Fig rennet in the Iliad

The Iliad is an ancient Greek epic poem traditionally attributed to Homer and thought to have been written in the late 9th or 8th century BC. The Iliad is generally thought to be the oldest work of European literature (and indeed amongst its finest) and catalogues events during ten days of the Trojan War; a major theme is the destructive effects of anger.
There is an interesting reference to cheese in Book 5 of the Iliad where on Mount Olympus and on the orders of Zeus, chief of the gods, Paieon (physician to the gods) calms the fury of Ares, the god of war:
"As when fig-juice is added to white milk and rapidly coagulates the liquid, and the milk curdles as it is stirred, so speedy was his healing of raging Ares "
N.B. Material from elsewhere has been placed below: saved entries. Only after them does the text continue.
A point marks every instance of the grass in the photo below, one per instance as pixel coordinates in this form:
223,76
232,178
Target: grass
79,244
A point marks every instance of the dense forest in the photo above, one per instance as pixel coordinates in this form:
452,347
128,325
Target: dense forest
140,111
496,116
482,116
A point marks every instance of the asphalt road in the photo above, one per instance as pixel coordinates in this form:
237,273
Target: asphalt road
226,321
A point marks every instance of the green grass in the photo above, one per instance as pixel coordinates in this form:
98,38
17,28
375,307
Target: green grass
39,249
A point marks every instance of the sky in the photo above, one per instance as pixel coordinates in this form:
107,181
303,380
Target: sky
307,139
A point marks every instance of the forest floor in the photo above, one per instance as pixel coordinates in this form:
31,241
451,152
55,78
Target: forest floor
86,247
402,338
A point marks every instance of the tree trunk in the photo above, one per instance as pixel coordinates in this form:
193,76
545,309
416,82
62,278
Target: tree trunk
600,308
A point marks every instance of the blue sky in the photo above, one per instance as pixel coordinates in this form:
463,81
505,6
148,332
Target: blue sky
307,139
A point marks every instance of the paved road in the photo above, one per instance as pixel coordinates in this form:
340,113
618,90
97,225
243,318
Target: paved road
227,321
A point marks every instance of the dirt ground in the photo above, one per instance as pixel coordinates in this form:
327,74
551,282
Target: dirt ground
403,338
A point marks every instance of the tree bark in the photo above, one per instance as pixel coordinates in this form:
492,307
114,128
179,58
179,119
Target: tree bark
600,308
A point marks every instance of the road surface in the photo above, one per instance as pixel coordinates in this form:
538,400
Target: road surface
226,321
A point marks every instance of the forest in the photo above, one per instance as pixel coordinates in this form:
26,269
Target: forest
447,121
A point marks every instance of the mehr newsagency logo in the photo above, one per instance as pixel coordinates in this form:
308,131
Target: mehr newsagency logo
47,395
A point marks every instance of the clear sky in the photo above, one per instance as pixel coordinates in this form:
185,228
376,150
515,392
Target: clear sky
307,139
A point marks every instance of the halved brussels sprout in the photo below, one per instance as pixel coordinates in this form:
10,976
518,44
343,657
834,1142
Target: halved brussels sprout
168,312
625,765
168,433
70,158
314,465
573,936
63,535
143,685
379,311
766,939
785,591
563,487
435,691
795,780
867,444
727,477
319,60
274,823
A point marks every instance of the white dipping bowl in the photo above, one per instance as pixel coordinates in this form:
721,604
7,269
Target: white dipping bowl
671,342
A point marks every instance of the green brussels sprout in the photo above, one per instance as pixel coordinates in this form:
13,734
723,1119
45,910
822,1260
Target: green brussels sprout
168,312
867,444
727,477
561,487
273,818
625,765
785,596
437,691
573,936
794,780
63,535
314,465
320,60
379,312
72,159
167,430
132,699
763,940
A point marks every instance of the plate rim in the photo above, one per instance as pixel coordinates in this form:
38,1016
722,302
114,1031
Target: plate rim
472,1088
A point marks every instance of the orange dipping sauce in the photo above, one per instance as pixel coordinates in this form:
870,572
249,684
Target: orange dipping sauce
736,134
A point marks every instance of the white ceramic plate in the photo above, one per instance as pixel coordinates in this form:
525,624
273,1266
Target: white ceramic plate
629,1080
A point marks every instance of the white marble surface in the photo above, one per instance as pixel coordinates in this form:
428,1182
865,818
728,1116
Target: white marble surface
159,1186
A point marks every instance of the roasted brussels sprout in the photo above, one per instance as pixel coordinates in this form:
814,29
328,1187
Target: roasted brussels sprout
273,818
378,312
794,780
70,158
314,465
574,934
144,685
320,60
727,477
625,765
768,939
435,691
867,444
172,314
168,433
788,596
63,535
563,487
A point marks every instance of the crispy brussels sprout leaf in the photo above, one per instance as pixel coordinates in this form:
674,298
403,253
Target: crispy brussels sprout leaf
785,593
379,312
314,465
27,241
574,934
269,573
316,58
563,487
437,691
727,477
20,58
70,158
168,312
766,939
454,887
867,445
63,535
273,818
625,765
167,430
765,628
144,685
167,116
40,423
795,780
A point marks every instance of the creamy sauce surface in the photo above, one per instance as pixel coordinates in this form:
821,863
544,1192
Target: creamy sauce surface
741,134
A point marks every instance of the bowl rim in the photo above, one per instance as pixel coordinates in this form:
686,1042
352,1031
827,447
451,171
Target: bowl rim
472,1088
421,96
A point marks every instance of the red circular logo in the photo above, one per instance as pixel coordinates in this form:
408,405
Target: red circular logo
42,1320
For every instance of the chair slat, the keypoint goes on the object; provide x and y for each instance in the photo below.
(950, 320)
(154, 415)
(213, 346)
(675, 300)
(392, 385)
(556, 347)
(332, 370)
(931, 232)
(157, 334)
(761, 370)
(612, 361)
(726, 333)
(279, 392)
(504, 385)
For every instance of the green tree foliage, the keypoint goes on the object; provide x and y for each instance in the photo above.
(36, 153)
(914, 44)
Although the possibility of acid coagulation on addition of the juice of figs cannot be ruled out, this may also be a reference to the rennet coagulation of milk by ficin, a thiol proteinase present in fig latex. Ficin coagulates milk well; we made cheese using this enzyme (and also bromelain from pineapple) some years ago. Although we did not taste the cheeses, the extensive and interesting patterns of proteolysis visible by polyacrylamide gel electrophoresis suggested that the product would have been extremely bitter.
Particularly from references in Roman authors, I get the impression that a wide range of rennets, including many plant rennets, were used in ancient times. Most plant rennets are most unsuitable for cheesemaking as they are far too proteolytic; the only plant rennet that is commonly used today is prepared from the flowers of the cardoon thistle (Cynara cardunculus) and is used in a few artisanal cheeses made on the Iberian peninsula.

Other references to cheese in ancient Greek literature include the mention in the Odyssey (Book 9) of the Cyclops Polyphemus making ewes' milk cheese in "well made dairy vessels" and "pails swimming with whey" (images thoroughly familiar to many cheesemakers throughout the Mediterranean basin today). The Father of History, Herodotus (484-408 BC) refers to "Scythian cheese" and the philosopher Aristotle (384-322 BC) mentions that Phrygian cheese was made from the milk of mares and asses. Unsurprisingly, cheese was also prescribed in the diet of Spartan wrestlers while in training!